Gita adalah pria yang humoris. Susah untuk tak tertawa saat bersama pria asal Purwokerto ini. Gayanya yang tengil juga bikin orang gemas.
Sama seperti Dhani, Gita suka membeli buku. Entah ia membaca atau tidak. Tapi setahu saya ia suka Haruki Murakami, George Orwell, dan Goenawan Mohamad. Koleksi bukunya bersaing dengan Dhani. Ada ratusan mungkin. Mungkin gara-gara itu, gaya tulisan Gita sangat ciamik. Seperti perpaduan antara GM dan Puthut EA.
Tapi Gita masih mengungguli Dhani dalam hal buku. Gita tak sekedar mengoleksi buku, tapi juga menulis buku. Saya pernah dikasih satu eksemplar buku limited edition berjudul “Tentang Cerita yang Belum Kuceritakan”. Buku itu hanya dicetak 10 eksemplar saja. Latar belakang pembuatan buku itu? Apalagi kalau bukan sakit hati.
Mengenai kemapanan, jangan khawatir. Gita adalah pegawai pajak, abdi negara, yang gajinya hampir dua digit juga. Hanya selisih tipis ketimbang Arman Dhani. Apalagi para pegawai pajak baru saja dapat kenaikan tunjangan.

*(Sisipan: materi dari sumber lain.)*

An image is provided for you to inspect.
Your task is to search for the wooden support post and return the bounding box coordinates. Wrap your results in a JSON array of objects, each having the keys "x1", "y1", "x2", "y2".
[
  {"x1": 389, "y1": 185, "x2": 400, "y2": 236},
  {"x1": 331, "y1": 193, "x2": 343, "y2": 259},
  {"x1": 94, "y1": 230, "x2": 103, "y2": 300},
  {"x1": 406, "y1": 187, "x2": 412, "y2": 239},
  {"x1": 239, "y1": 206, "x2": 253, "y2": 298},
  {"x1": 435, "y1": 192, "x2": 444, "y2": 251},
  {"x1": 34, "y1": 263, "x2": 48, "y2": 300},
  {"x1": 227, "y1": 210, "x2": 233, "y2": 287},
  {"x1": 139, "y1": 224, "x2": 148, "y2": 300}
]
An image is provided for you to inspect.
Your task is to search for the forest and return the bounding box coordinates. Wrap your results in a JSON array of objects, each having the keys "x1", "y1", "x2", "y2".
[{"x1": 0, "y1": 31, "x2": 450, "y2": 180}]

“Kalau cuma bolak balik Jambi-Jakarta naik pesawat Garuda setiap minggu, ya gampang. Wong aku sugih kok,” kata Gita, yang sekarang berdinas di Bangko, Jambi ini.

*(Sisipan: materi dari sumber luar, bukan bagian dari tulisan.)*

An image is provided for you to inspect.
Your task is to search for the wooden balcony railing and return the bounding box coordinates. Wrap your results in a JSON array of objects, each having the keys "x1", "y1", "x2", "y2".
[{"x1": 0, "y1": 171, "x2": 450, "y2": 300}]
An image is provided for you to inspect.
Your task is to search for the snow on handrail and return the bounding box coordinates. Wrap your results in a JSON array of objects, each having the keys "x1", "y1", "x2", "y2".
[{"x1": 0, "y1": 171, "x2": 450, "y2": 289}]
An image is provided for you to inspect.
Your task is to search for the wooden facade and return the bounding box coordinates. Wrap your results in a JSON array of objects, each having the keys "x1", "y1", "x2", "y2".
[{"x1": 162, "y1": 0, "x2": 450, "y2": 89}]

Gita juga dikenal karena sifatnya yang loyal. Ia sering memberi uang kawan-kawannya yang masih mahasiswa, untuk membeli buku. Sungguh sangat dermawan. Lain kali, ia rela datang ke Jakarta naik Garuda, hanya untuk menemui seorang perempuan di bandara. Lalu balik lagi.
Sama seperti Dhani, Gita juga pernah mengalami luka asmara yang pedih. Banyak sekali. Perihal luka asmara ini, Dhani dan Gita juga bersaing dalam jumlah perempuan yang melukai mereka. Sama banyak.
Kita akhirnya sampai pada bagian akhir tulisan. Bagaimana kesimpulan tulisan pendek ini? Siapa yang lebih mending? Dhani, atau Gita? Menurut saya: mending jangan milih dua-duanya, Mbak. Podo bosoke. Sik akeh sing lebih apik.